Food manufacturers hoping to target specific markets and diet preferences have a two-step process to follow. First, they have to decide whether it's feasible to formulate their products in a way that meets standards. Then, it's time to label the items on store shelves, whether by attaining official approval or simply printing claims in line with legal requirements.
Recent years have introduced a number of movements for manufacturers to align themselves with, from organic goods to foods that don't have genetically modified ingredients. One technique that may be less flashy, but potentially effective, is labeling products that are compatible with vegetarian and vegan diets.
The Rising Vegan Wave
Offering reminders that a brand is vegan-friendly is a potentially savvy commercial move in a landscape populated with more people adhering to this diet. Forbes contributor Katrina Fox suggested there's enough excitement behind vegan eating that companies should consider devoting themselves to plant-based foods. As evidence of her claim, Fox presented the fact that plant-based food sales have risen 8.1 percent year-over-year in the U.S. Within three years, 40 percent of the dairy and dairy-alternative beverage market could consist of plant-based options, per Packaged Facts research.

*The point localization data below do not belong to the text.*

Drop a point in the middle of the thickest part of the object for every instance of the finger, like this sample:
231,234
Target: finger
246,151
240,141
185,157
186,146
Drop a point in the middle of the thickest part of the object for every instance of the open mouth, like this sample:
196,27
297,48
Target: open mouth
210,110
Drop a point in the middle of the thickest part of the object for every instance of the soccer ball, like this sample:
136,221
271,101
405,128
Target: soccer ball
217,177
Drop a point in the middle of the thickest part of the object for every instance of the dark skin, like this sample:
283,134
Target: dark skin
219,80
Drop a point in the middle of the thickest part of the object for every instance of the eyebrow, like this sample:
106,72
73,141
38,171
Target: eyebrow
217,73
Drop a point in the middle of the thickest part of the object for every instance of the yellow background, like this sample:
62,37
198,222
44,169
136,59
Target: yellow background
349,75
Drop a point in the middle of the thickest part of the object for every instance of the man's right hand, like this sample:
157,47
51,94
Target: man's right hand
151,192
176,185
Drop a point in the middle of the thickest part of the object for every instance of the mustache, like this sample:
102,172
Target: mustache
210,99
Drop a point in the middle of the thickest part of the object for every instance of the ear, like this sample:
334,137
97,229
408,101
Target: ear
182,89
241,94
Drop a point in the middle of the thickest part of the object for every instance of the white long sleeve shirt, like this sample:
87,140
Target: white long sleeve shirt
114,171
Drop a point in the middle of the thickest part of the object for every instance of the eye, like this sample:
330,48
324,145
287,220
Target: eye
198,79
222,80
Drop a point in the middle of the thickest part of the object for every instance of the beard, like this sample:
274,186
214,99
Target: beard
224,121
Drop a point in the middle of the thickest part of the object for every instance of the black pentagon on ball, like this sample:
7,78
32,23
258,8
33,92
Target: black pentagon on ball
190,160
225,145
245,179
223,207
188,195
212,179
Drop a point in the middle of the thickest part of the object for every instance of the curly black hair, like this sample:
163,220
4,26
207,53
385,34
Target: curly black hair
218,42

With ingredients such as peas becoming increasingly valued and trusted sources of protein, Fox sees the U.S. as a secure place for companies to commit to veganism. Not having plant-based food options available could soon limit companies' appeal.
Labeling for Success
Brands that don't yet advertise their items' vegetarian or vegan bona fides may be missing a chance to win over new customers. According to Nutritional Outlook, recent years have seen snack food producers lean toward vegan-friendly labeling, especially when they don't have to reformulate their products to be part of the diet. Seeds and nuts are some of the items most suited for vegan positioning with no changes necessary to the products themselves.
Regional trends may prove influential as to whether companies include "vegan" on packaging. The source explained vegan claims are more popular in the U.K. and U.S. than Western Europe, in general, with British brands being especially eager to use the tag.
The opportunities don't stop with vegan labeling, either. Nutritional Outlook reported that some snack foods fit the requirements of raw-foods or paleo diets, and manufacturers of these products have been increasingly willing to denote these facts on labels. Eating trends on the rise that reach statistical tipping points may make excellent selling points for companies that naturally suit those requirements.